Chi sa cosa ha in serbo per noi il Signore. Anna è un modello per la nostra perseveranza nella fiducia nel piano di Dio. Di tutti gli universi possibili che Dio avrebbe potuto creare, ha creato questo e non un altro. Conosceva ognuno di noi prima della creazione del cosmo e ci ha chiamati dal nulla all’esistenza in questo particolare universo in questo particolare momento secondo il Suo piano insondabile. Abbiamo un ruolo da svolgere nell’economia di salvezza di Dio. Dobbiamo avere fiducia nel fatto che siamo esattamente quando e dove Dio vuole che siamo. Siamo nati in tempi difficili. Questo è il nostro campo di battaglia, non un altro campo di battaglia teoricamente ideale. È ideale per noi perché è il nostro e perché è quello che Dio ci ha dato. Più grande è il problema dei nostri giorni, più grande sarà la nostra gloria attraverso l’amore, il servizio e la fedeltà. Più difficile è il compito, più ci saranno offerte le grazie nel compierlo.

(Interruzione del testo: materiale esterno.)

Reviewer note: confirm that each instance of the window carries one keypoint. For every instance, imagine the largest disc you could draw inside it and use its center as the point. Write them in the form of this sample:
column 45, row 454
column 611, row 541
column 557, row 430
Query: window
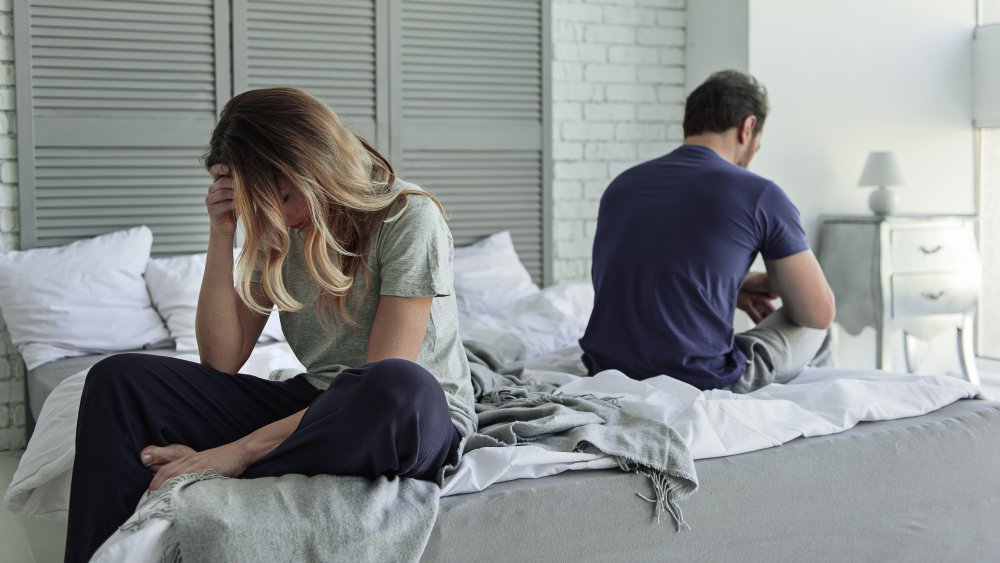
column 989, row 216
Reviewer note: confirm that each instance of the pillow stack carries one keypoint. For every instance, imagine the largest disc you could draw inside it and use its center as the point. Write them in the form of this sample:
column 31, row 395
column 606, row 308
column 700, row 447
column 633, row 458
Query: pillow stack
column 174, row 284
column 489, row 275
column 86, row 297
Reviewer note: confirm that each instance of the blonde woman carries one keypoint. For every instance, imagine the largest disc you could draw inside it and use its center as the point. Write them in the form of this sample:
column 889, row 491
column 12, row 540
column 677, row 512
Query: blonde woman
column 358, row 263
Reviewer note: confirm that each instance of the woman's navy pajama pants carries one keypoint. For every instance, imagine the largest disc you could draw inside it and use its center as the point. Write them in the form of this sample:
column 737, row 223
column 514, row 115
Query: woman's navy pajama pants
column 384, row 418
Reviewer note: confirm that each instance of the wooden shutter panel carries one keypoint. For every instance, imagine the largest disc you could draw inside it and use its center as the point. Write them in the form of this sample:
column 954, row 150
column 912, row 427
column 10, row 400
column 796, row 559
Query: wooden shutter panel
column 330, row 48
column 469, row 113
column 116, row 101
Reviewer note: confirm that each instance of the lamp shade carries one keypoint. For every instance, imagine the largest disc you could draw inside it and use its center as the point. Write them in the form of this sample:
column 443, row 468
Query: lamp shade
column 881, row 169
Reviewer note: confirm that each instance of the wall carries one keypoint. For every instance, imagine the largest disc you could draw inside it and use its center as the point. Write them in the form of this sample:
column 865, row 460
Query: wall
column 617, row 100
column 12, row 406
column 868, row 75
column 846, row 78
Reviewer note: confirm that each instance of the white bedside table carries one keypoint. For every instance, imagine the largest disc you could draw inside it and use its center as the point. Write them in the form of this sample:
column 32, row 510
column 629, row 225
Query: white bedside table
column 915, row 273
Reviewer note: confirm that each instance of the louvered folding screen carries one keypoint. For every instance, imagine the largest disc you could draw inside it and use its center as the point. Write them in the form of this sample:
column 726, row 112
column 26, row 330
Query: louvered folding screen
column 329, row 47
column 116, row 100
column 468, row 114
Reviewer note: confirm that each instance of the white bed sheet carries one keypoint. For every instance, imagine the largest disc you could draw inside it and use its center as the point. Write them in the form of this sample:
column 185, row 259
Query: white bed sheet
column 713, row 423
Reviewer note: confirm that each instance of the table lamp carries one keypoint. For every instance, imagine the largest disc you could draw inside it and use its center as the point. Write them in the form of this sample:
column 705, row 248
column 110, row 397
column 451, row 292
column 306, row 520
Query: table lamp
column 882, row 170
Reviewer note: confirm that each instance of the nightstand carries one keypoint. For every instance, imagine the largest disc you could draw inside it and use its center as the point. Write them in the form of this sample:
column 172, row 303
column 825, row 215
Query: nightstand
column 919, row 274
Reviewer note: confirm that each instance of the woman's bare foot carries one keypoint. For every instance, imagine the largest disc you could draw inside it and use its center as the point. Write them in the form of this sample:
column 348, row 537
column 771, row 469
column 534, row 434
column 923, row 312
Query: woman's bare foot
column 155, row 457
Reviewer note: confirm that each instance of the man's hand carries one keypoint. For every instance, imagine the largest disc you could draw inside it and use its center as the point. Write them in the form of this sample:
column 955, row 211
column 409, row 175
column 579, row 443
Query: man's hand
column 228, row 460
column 756, row 296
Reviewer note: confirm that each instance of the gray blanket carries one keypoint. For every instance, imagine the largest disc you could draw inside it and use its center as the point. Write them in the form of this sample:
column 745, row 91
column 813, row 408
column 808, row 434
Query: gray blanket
column 332, row 518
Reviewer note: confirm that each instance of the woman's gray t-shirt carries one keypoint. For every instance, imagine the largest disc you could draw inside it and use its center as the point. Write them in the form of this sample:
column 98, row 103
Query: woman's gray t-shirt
column 409, row 257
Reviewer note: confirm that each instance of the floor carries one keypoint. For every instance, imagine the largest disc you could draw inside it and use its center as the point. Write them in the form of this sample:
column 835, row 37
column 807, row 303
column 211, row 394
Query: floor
column 32, row 540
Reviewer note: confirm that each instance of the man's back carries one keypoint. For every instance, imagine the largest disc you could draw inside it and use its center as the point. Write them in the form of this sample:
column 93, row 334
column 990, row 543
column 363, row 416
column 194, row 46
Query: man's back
column 675, row 238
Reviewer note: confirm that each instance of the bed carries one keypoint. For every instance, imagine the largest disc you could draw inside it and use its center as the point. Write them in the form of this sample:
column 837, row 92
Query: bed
column 837, row 465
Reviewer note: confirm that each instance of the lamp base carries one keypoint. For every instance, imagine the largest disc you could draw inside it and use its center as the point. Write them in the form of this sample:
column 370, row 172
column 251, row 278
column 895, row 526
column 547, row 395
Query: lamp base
column 883, row 201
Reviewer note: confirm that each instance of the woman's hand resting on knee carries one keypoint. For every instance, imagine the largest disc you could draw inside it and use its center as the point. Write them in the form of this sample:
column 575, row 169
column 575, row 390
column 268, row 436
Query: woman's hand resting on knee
column 228, row 460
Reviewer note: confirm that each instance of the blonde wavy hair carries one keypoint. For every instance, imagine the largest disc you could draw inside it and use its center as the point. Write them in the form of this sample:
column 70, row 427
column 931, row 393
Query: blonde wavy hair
column 271, row 134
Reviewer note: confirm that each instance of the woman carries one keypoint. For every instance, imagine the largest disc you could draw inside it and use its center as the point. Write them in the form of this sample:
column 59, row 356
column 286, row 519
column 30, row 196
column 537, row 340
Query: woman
column 358, row 263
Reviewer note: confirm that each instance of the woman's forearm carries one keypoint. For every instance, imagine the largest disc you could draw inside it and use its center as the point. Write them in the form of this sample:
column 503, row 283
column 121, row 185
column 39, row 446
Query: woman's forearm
column 217, row 324
column 259, row 443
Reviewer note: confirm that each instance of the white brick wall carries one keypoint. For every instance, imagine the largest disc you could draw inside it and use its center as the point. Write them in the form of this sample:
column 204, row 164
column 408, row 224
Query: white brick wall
column 617, row 100
column 12, row 406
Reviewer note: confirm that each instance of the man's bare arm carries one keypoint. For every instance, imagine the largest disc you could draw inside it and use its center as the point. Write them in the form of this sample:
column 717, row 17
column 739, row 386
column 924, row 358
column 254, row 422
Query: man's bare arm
column 805, row 295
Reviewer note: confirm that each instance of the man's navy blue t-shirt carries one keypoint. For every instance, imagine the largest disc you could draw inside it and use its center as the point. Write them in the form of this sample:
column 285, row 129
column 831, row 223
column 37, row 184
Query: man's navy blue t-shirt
column 675, row 239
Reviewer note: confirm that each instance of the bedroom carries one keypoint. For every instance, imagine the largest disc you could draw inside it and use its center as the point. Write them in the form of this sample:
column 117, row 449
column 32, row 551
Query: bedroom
column 614, row 74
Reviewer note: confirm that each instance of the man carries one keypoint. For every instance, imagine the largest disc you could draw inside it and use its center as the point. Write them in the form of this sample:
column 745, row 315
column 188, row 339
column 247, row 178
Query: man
column 675, row 239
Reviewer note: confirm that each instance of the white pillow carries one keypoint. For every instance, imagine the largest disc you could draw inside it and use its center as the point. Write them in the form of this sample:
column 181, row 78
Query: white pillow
column 174, row 283
column 489, row 275
column 86, row 297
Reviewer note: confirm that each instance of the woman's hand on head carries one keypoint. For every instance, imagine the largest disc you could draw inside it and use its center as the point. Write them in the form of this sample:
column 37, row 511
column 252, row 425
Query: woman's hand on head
column 219, row 201
column 228, row 460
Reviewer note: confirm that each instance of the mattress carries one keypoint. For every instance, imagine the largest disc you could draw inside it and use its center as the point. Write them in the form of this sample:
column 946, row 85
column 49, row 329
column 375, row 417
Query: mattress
column 925, row 488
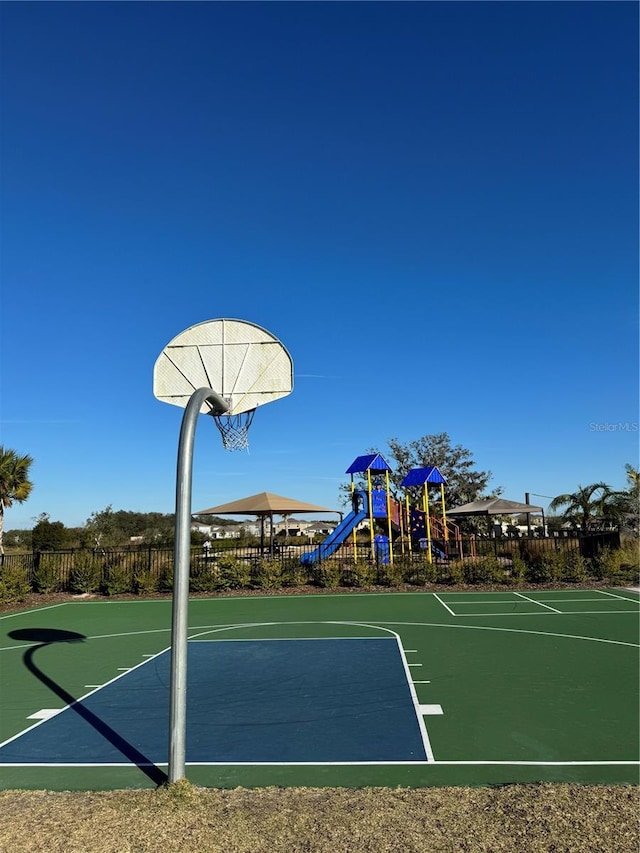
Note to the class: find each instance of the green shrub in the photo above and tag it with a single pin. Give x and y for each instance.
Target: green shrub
(390, 574)
(547, 567)
(267, 574)
(202, 575)
(327, 574)
(145, 581)
(117, 577)
(85, 574)
(294, 573)
(619, 565)
(454, 573)
(229, 573)
(518, 571)
(165, 575)
(421, 572)
(481, 570)
(14, 585)
(360, 574)
(574, 567)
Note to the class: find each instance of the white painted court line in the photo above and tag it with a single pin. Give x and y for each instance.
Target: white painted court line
(521, 615)
(437, 597)
(619, 597)
(425, 764)
(36, 610)
(416, 704)
(539, 603)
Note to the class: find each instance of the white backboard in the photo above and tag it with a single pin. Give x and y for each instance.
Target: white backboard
(243, 363)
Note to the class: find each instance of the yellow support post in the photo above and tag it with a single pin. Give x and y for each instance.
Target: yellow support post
(370, 489)
(386, 474)
(444, 514)
(406, 501)
(353, 532)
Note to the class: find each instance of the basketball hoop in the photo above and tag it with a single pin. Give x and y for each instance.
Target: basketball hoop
(234, 429)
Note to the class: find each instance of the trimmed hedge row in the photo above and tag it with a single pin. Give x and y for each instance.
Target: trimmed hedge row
(110, 575)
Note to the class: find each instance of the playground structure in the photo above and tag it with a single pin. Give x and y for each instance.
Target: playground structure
(410, 523)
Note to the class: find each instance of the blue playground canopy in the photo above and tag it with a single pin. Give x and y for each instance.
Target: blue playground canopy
(370, 462)
(420, 476)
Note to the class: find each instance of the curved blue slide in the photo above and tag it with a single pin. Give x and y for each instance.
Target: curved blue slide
(337, 537)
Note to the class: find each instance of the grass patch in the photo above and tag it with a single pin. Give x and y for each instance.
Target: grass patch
(533, 818)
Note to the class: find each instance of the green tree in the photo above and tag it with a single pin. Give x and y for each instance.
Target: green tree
(49, 535)
(587, 507)
(624, 506)
(15, 485)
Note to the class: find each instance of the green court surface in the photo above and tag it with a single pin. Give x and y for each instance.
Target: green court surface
(508, 687)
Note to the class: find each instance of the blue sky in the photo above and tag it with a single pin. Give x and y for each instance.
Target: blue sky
(434, 206)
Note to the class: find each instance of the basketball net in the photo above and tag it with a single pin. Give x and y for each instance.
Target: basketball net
(234, 429)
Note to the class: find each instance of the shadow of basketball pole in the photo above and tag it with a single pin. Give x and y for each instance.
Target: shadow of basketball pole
(47, 637)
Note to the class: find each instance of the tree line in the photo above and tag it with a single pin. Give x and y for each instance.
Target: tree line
(591, 507)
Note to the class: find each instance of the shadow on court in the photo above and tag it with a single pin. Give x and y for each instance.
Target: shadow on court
(48, 636)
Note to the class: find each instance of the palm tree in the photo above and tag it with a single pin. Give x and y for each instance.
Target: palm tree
(625, 505)
(585, 506)
(15, 486)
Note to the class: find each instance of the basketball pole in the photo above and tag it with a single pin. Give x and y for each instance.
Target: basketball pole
(181, 563)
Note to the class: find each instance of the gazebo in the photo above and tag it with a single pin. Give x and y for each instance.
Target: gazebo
(265, 505)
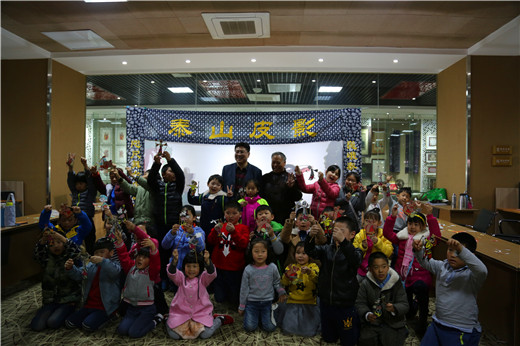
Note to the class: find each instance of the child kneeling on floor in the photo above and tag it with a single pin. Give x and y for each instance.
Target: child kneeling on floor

Non sappiamo esattamente perché siamo chiamati in questo momento e in questo luogo particolari, ma sappiamo che Dio deve avere un piano per noi. Se riusciamo ad accettare il nostro stato e a viverlo bene, e ad accettare i misteriosi fardelli e le sfide che derivano dal vivere, siamo certi che vedremo il Messia faccia a faccia, quando saremo appena nati nella felicità del cielo, dove non c’è pianto, debolezza o dolore e tutte le nostre grandi domande saranno risolte in mezzo ai nostri cari e ai santi e alle miriadi di schiere di angeli davanti al trono di Dio.

Sant’Anna, figlia di Fanuele, della tribù di Asher, prega per noi. 

2 commenti:

Da Padre Pio ha detto...

1 GENNAIO.
Noi per divina grazia siamo all'alba di un nuovo anno; quest'anno, di cui solo Dio sa se vedremo la fine, deve essere tutto impiegato a riparare per il passato, a proporre per l'avvenire; e a pari passi coi buoni propositi vadano le sante operazioni
(TN, in Epist. IV, p. 878).

Anonimo ha detto...

L'inizio di un nuovo anno è un'opportunità di miglioramento. Non fa molta differenza quello che è stato il passato, perché non dobbiamo guardarci indietro... ciò che conta di più è la santificazione del momento presente. Il tempo è così prezioso che Dio lo scandisce secondo per secondo. Se la vita nel passato è stata cattiva, il nuovo anno è un'occasione di penitenza. In tal modo il tempo viene riscattato. Se la vita, invece, è stata virtuosa, il nuovo anno è un'opportunità per una maggiore perfezione di sé.